2006-10-04 16:56:56

by Andreas Dilger

[permalink] [raw]
Subject: Directories > 2GB

For ext4 we are exploring the possibility of directories being larger
than 2GB in size. For ext3/ext4 the 2GB limit is about 50M files, and
the 2-level htree limit is about 25M files (this is a kernel code and not
disk format limit).

Amusingly (or not) some users of very large filesystems hit this limit
with their HPC batch jobs because they have 10,000 or 128,000 processes
creating files in a directory on an hourly basis (job restart files,
data dumps for visualization, etc) and it is not always easy to change
the apps.

My question (esp. for XFS folks) is if anyone has looked at this problem
before, and what kind of problems they might have hit in userspace and in
the kernel due to "large" directory sizes (i.e. > 2GB). It appears at
first glance that 64-bit systems will do OK because off_t is a long
(for telldir output), but that 32-bit systems would need to use O_LARGEFILE
when opening the file in order to be able to read the full directory
contents. It might also be possible to return -EFBIG only in the case
that telldir is used beyond 2GB (the LFS spec doesn't really talk about
large directories at all).

Cheers, Andreas
--
Andreas Dilger
Principal Software Engineer
Cluster File Systems, Inc.



2006-10-04 17:51:20

by Dave Kleikamp

[permalink] [raw]
Subject: Re: Directories > 2GB

On Wed, 2006-10-04 at 10:56 -0600, Andreas Dilger wrote:
> For ext4 we are exploring the possibility of directories being larger
> than 2GB in size. For ext3/ext4 the 2GB limit is about 50M files, and
> the 2-level htree limit is about 25M files (this is a kernel code and not
> disk format limit).
>
> Amusingly (or not) some users of very large filesystems hit this limit
> with their HPC batch jobs because they have 10,000 or 128,000 processes
> creating files in a directory on an hourly basis (job restart files,
> data dumps for visualization, etc) and it is not always easy to change
> the apps.
>
> My question (esp. for XFS folks) is if anyone has looked at this problem
> before, and what kind of problems they might have hit in userspace and in
> the kernel due to "large" directory sizes (i.e. > 2GB). It appears at
> first glance that 64-bit systems will do OK because off_t is a long
> (for telldir output), but that 32-bit systems would need to use O_LARGEFILE
> when opening the file in order to be able to read the full directory
> contents. It might also be possible to return -EFBIG only in the case
> that telldir is used beyond 2GB (the LFS spec doesn't really talk about
> large directories at all).

ext3 directory entries are always multiples of 4 bytes in length. So
the lowest 2 bits of the offset are always zero. Right? Why not shift
the returned offset and f_pos 2 bits right?

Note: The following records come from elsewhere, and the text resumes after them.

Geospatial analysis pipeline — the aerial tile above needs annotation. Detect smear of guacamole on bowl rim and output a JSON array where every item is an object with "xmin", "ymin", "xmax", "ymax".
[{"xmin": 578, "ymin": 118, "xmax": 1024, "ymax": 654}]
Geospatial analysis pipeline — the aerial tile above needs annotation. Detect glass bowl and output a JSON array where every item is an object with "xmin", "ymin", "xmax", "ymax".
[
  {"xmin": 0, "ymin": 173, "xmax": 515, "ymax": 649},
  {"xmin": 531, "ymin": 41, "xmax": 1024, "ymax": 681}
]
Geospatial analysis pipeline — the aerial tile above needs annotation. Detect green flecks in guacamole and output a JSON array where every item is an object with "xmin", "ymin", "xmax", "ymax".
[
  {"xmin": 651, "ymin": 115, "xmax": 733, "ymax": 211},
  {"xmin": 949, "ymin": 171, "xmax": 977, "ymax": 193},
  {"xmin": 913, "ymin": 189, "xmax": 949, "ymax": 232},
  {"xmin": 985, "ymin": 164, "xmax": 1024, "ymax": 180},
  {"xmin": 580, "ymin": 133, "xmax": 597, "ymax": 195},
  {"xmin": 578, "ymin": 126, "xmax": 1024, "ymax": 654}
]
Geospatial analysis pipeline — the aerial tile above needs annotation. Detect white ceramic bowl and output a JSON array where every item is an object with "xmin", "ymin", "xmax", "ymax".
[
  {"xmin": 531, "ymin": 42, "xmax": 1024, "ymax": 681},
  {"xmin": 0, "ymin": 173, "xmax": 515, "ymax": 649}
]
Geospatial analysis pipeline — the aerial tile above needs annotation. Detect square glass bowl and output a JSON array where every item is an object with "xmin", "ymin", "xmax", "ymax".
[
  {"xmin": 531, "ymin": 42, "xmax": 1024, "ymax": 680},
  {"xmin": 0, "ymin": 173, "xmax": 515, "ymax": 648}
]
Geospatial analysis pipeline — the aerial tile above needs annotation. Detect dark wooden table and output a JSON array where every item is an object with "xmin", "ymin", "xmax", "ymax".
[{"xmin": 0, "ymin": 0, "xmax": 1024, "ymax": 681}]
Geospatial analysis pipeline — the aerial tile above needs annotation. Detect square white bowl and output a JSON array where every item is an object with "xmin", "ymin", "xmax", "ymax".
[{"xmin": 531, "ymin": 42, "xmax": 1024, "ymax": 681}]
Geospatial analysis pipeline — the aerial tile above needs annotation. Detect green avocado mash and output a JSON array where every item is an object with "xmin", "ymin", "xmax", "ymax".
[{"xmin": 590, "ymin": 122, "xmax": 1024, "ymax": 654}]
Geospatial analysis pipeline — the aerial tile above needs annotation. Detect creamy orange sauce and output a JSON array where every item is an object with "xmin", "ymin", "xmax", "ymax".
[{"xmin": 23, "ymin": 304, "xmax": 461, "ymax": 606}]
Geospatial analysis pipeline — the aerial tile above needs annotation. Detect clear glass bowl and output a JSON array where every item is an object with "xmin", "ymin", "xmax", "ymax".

JFS uses an index into an array for the position (which isn't even in
the directory traversal order) so it can handle about 2G files in a
directory (although deleted entries aren't reused).
--
David Kleikamp
IBM Linux Technology Center

2006-10-09 21:53:27

by Steve Lord

[permalink] [raw]
Subject: Re: Directories > 2GB

Andreas Dilger wrote:
> For ext4 we are exploring the possibility of directories being larger
> than 2GB in size. For ext3/ext4 the 2GB limit is about 50M files, and
> the 2-level htree limit is about 25M files (this is a kernel code and not
> disk format limit).
>
> Amusingly (or not) some users of very large filesystems hit this limit
> with their HPC batch jobs because they have 10,000 or 128,000 processes
> creating files in a directory on an hourly basis (job restart files,
> data dumps for visualization, etc) and it is not always easy to change
> the apps.
>
> My question (esp. for XFS folks) is if anyone has looked at this problem
> before, and what kind of problems they might have hit in userspace and in
> the kernel due to "large" directory sizes (i.e. > 2GB). It appears at
> first glance that 64-bit systems will do OK because off_t is a long
> (for telldir output), but that 32-bit systems would need to use O_LARGEFILE
> when opening the file in order to be able to read the full directory
> contents. It might also be possible to return -EFBIG only in the case
> that telldir is used beyond 2GB (the LFS spec doesn't really talk about
> large directories at all).
>

My first thought is to run screaming for the hills when user's want this.
In a previous life we had a customer in the US Gov who decided to
put all their 700 million files in one directory. Then they had a
double disk unreported raid failure (raid vendors fault). The
filesystem repair ran for 7 days and a heck of a lot of files
ended up in lost+found. Fortunately they had the huge amount of
memory and process address space available to run repair.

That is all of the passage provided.